Teaching Python GIS users to be more rational
We, developers and documenters of GIS software for Python, have been teaching users to code irrationally. I'm certain that there's a cost to this and that we need to try to undo the damage as much as we can. Irrational coding happens in the real world. I'm largely self-taught as a programmer and have a long history of using and misusing software that I don't fully understand, cargo-culting code, etc. I've been there. This is part of the reason we write software, to put power in the hands of less expert computer users, and it seems to necessarily invite the problem of irrational programming. When software is baffling rather than enlightening, it can make the problem worse. Software ought to instead teach its users to think more rationally and reward them for doing so. In theory, there ought to be a virtuous circle here for open source software: rational users providing better bug reports and more effective community support, and becoming code contributors at a higher rate. Teaching users to be irrational, on the other hand, guarantees a steady and soul-sucking stream of frequently asked low grade support questions.

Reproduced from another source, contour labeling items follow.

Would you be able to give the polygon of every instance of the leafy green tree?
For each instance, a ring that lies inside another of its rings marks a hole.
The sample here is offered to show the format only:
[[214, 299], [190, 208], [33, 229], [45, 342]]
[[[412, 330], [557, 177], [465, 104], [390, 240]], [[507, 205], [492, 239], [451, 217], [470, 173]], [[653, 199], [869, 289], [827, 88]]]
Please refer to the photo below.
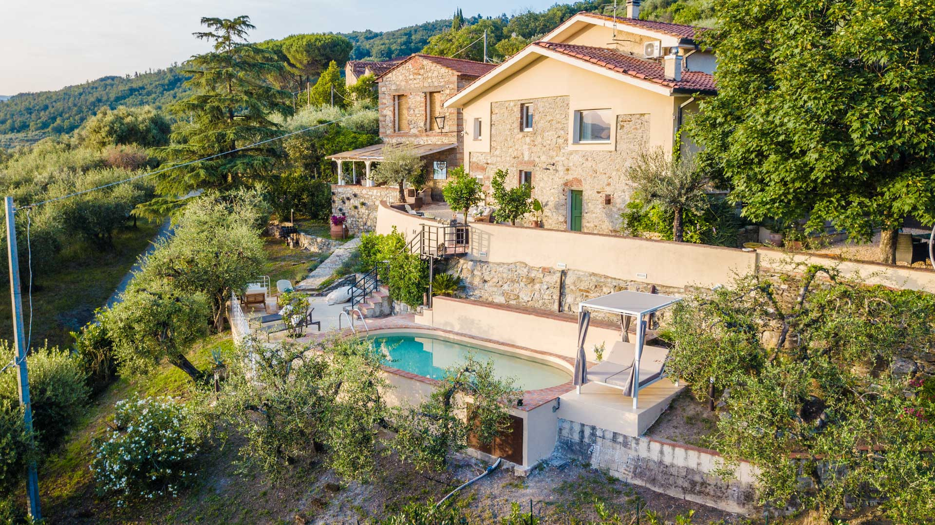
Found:
[[503, 169], [494, 172], [490, 181], [496, 210], [494, 217], [497, 221], [510, 221], [515, 226], [517, 219], [532, 211], [532, 184], [519, 184], [508, 188], [506, 182], [510, 173]]
[[231, 293], [242, 293], [266, 260], [259, 237], [266, 215], [249, 201], [255, 193], [245, 192], [239, 198], [208, 196], [191, 202], [174, 235], [157, 241], [144, 260], [144, 281], [170, 280], [180, 292], [204, 294], [216, 332], [223, 329]]
[[133, 281], [104, 316], [121, 370], [146, 373], [163, 359], [200, 383], [204, 372], [185, 356], [207, 332], [208, 298], [159, 278]]
[[383, 160], [370, 173], [374, 181], [399, 186], [399, 202], [406, 202], [406, 183], [424, 183], [425, 165], [410, 144], [383, 146]]
[[684, 241], [683, 214], [699, 213], [710, 186], [693, 154], [669, 154], [664, 148], [641, 151], [627, 176], [639, 198], [672, 214], [672, 240]]
[[935, 404], [895, 366], [930, 346], [935, 298], [817, 266], [802, 275], [782, 286], [748, 276], [677, 305], [669, 373], [700, 399], [711, 378], [725, 392], [729, 417], [710, 444], [759, 468], [761, 502], [827, 519], [845, 498], [885, 495], [896, 522], [935, 519]]
[[[454, 56], [468, 60], [483, 61], [483, 44], [477, 41], [487, 32], [487, 57], [498, 58], [496, 43], [503, 38], [503, 21], [500, 19], [483, 19], [477, 23], [465, 25], [458, 30], [448, 30], [428, 39], [428, 44], [422, 52], [439, 56]], [[465, 49], [467, 48], [467, 49]]]
[[172, 125], [168, 119], [149, 106], [116, 109], [102, 109], [88, 119], [78, 132], [79, 139], [93, 148], [137, 144], [144, 148], [169, 143]]
[[[213, 43], [214, 51], [192, 57], [186, 85], [196, 94], [173, 105], [184, 121], [172, 134], [173, 144], [158, 150], [178, 166], [244, 148], [161, 175], [156, 188], [171, 198], [192, 190], [237, 187], [266, 179], [279, 153], [274, 144], [250, 144], [272, 139], [279, 125], [270, 116], [292, 113], [292, 95], [270, 87], [264, 79], [284, 67], [276, 54], [246, 41], [254, 29], [250, 17], [203, 18], [210, 31], [195, 37]], [[249, 146], [249, 147], [248, 147]], [[167, 200], [167, 199], [166, 199]]]
[[[463, 364], [451, 367], [429, 399], [417, 406], [393, 411], [391, 420], [396, 438], [391, 446], [399, 458], [420, 470], [441, 470], [448, 456], [464, 450], [474, 433], [482, 444], [510, 428], [507, 406], [518, 395], [511, 380], [500, 380], [492, 361], [468, 356]], [[468, 403], [466, 396], [469, 396]]]
[[273, 474], [322, 454], [349, 479], [376, 467], [378, 425], [385, 416], [380, 355], [361, 339], [333, 337], [312, 347], [248, 342], [237, 349], [219, 399], [244, 435], [244, 461]]
[[345, 94], [344, 80], [341, 79], [341, 70], [335, 61], [328, 64], [318, 81], [311, 88], [311, 104], [313, 106], [337, 106], [343, 108], [347, 102]]
[[[332, 62], [343, 66], [353, 44], [340, 35], [292, 35], [282, 39], [286, 70], [295, 76], [298, 89], [330, 68]], [[298, 91], [298, 90], [296, 90]]]
[[464, 210], [465, 222], [471, 206], [483, 200], [483, 183], [458, 166], [449, 173], [448, 183], [441, 188], [441, 195], [452, 210]]
[[[935, 14], [907, 3], [721, 3], [718, 95], [693, 136], [754, 221], [808, 217], [853, 239], [935, 222]], [[762, 44], [767, 42], [767, 44]]]
[[377, 82], [373, 75], [364, 75], [357, 79], [354, 84], [348, 88], [348, 98], [354, 102], [377, 103]]

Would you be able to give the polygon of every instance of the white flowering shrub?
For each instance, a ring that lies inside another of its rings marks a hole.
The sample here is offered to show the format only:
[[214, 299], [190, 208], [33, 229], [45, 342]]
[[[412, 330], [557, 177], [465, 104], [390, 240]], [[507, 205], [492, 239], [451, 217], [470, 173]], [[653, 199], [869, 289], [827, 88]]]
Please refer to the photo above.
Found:
[[190, 409], [171, 398], [122, 401], [116, 409], [108, 434], [94, 443], [91, 471], [98, 493], [117, 495], [118, 505], [178, 495], [194, 476], [193, 459], [202, 442]]

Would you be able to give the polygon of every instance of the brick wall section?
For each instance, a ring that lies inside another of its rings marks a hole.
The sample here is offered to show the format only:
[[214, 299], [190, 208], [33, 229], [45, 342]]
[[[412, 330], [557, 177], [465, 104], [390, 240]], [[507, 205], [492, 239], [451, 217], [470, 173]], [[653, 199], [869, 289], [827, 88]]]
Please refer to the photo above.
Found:
[[732, 479], [714, 474], [713, 450], [647, 437], [630, 437], [591, 425], [558, 419], [558, 449], [607, 470], [627, 483], [728, 512], [756, 510], [755, 469], [741, 463]]
[[[520, 104], [526, 102], [533, 104], [533, 130], [520, 131]], [[548, 228], [567, 227], [568, 190], [582, 190], [583, 231], [617, 231], [620, 212], [632, 193], [627, 168], [649, 147], [650, 116], [616, 115], [615, 151], [570, 151], [569, 115], [568, 96], [492, 103], [490, 153], [472, 152], [470, 172], [482, 175], [489, 189], [498, 168], [510, 171], [511, 185], [518, 183], [520, 169], [532, 170], [533, 197], [545, 207]], [[611, 196], [610, 204], [604, 203], [606, 195]]]
[[399, 189], [389, 186], [332, 184], [331, 214], [346, 215], [348, 232], [358, 235], [377, 229], [377, 205], [381, 200], [399, 200]]
[[[429, 131], [426, 118], [426, 96], [430, 92], [441, 92], [441, 100], [447, 100], [460, 91], [473, 79], [458, 76], [454, 71], [442, 67], [421, 57], [414, 57], [406, 64], [390, 71], [380, 79], [380, 137], [385, 143], [409, 142], [411, 144], [457, 143], [457, 147], [425, 157], [426, 185], [433, 188], [433, 199], [440, 199], [440, 188], [445, 181], [432, 179], [432, 162], [446, 161], [451, 169], [461, 165], [464, 157], [462, 132], [464, 123], [461, 109], [441, 109], [445, 115], [445, 129], [442, 132]], [[406, 95], [409, 97], [407, 118], [410, 123], [408, 133], [396, 132], [396, 107], [394, 96]], [[394, 199], [396, 200], [396, 199]]]

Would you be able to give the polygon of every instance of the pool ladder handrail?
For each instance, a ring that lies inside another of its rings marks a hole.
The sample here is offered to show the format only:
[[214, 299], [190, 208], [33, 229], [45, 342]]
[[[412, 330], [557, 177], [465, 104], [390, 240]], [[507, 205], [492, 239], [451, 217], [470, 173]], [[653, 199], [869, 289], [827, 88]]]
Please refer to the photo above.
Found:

I'm thinking about two things going on in Python GIS software in particular.
Exhibit A is the practice of teaching users to use del
to close or finalize
externalize resources like database connections and cursors. See
http://gis.stackexchange.com/search?q=%5Bpython%5D+%22+del+%22. Think hard
about this when you're developing, documenting, and supporting Python APIs. Do
you really want your users to have to know so much about the details of del
or what happens to Python objects after they employ del
? And whether it's
dependent on their interpreter's garbage collection? Do you really want to
teach them to rely on side-effects of del
?
Python's del
statement is all about namespace and container management and
has nothing directly to do with finalizing external resources:
Deletion of a name removes the binding of that name from the local or global namespace, depending on whether the name occurs in a global statement in the same code block. If the name is unbound, a NameError exception will be raised.
It is illegal to delete a name from the local namespace if it occurs as a free variable in a nested block.
Deletion of attribute references, subscriptions and slicings is passed to the primary object involved; deletion of a slicing is in general equivalent to assignment of an empty slice of the right type (but even this is determined by the sliced object).
Think about this too: will del
work to close and finalize external stuff if
the name you're deleting is not in a local or global namespace, but is a list
or dict item? Or if you've bound two names to the same object do you have to
del
both names or just one?
Any closing of external resources is a side effect, and side effects in software are almost always less than deterministic in nature. Teaching users to rely on side effects is, in effect, teaching them to program irrationally. Here's a user (not a GIS user, either) who has been particularly harmed, IMO: http://stackoverflow.com/a/12626643/159235.
The reason that del
works at all when it does is that the object to which
the name was bound has a __del__() method that calls another method that
finalizes. Just make that other method part of your API, document it well, and
you have users programming rationally and getting rational results like
external files and resources closed and freed precisely when they should be.
To their credit, the ArcPy developers have corrected this in recent versions, but any visit to GIS StackExchange shows that the damage caused to programmers continues.
Exhibit B is the practice of teaching users to rebind names to None
to
finalize, as in GDAL/OGR Python bindings.
Before you write an API like this or write a tutorial or book chapter that
advocates this, ask yourself what is so special about None
in this case?
Will rebinding that name to 0
, or True
, or "abracadabra!"
work just
as well? Why or why not? A library developer or teacher or writer should know
the answer to this and be able to explain it.
None
truly is special
in Python (just compare the results of None = 1
and False = 1
at your
interpreter prompt to see), but is its special nature the thing that causes
finalization, or is it the binding, or what? What is actually going on in the
software and how do we teach users to use it rationally?
In fact, the reason rebinding to None
works when it does is the same as
above: some finalizing method is called by the interpreter when the object is
no longer referenced by anything else. Just expose that method to programmers
and you have a less baffling API.
In other words, explicit is better than implicit. Teach users to close and finalize external resources explicitly instead of teaching them to do something else that has finalization as a side effect, and let's see if we all profit from more rational Python GIS programmers.